Becoming an author, or should I say, a published author is quite a process. I had some story ideas come to me one night and quickly got up and scribbled them out. I was positive this was it. I was going to be a success. I was going to be the author all publishers had been looking for. Well…think again. It has not been that easy.
As I continue to send in manuscripts to publishers and attend writer’s conferences and utilize the tools provided from critique groups, I have decided to self-publish my first children’s book call “Filthy Frannie”.

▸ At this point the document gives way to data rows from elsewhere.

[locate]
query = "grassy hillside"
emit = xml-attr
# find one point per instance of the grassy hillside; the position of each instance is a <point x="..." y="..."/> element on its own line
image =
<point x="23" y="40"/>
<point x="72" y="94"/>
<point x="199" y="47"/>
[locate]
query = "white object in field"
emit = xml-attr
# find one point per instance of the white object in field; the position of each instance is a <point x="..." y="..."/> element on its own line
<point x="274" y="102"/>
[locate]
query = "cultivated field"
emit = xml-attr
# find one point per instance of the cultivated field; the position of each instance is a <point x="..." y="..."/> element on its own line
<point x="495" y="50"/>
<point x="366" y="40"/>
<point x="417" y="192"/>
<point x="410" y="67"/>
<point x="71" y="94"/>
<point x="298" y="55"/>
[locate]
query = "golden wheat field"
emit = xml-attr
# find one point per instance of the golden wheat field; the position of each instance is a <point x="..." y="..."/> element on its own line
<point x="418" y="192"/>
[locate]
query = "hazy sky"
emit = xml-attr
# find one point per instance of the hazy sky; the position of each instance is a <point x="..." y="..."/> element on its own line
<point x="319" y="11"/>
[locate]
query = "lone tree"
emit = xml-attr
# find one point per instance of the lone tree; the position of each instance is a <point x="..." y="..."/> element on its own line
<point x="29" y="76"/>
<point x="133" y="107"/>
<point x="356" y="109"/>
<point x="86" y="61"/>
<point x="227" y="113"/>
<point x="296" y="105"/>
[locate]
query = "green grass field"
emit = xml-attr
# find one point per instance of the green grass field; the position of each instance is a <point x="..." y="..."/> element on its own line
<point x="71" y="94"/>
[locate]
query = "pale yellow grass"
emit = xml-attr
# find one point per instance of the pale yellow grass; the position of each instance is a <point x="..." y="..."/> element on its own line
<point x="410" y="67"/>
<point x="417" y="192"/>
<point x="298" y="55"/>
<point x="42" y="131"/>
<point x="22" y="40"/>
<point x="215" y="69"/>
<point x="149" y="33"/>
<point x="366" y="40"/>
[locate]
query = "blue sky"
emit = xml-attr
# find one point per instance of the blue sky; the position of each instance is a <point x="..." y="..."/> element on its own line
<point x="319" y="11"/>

Even this process has been quite a process. After finding an amazing illustrator I, again, thought I was ready to go. But I found I had to have a printer which then involved a designer to layout the book with the requirements necessary to be ready for print. I am in the middle of this process right now. It is an anxious and exciting time. Exciting to see it all come together but the process takes the “rose colored glasses” off. I sometimes fear that what I am doing is ridiculous or that I will be an instant failure. I also have found that, at this point, I don’t really love the book anymore. Mostly because for me anytime it takes effort and consistancy I usually give up and find something new to be passionate about.
However, I love Frannie so I continue to move forward in an effort to see her come to press. Not for the fame but to leave something of myself behind for my family. If I never do anything but give these books as gifts to my grandchildren, nieces and nephews and great nieces and nephews I will feel successful at this point.
One of the biggest steps and, I would declare, the most important first step in this process is to find a circle of support because you will need it. My friends and family continue to cheer me forward. My critique group continue to give me feedback and are not afraid to say…not quite good enough, redo it. When this first happened, I was so attached to what I had written I thought everyone was crazy but just as the story goes…if three or more people tell you you have a wart on your nose you better take a look…I decided when two or more people had the same feedback I would look at what they said and see if changes could or should be made. It is still my work, though, so I made the final call. I have that luxury still, right now, because I have no publisher or editor but myself. I hope to have a publisher someday but until I will keep you informed of the process and my successes. Fingers crossed!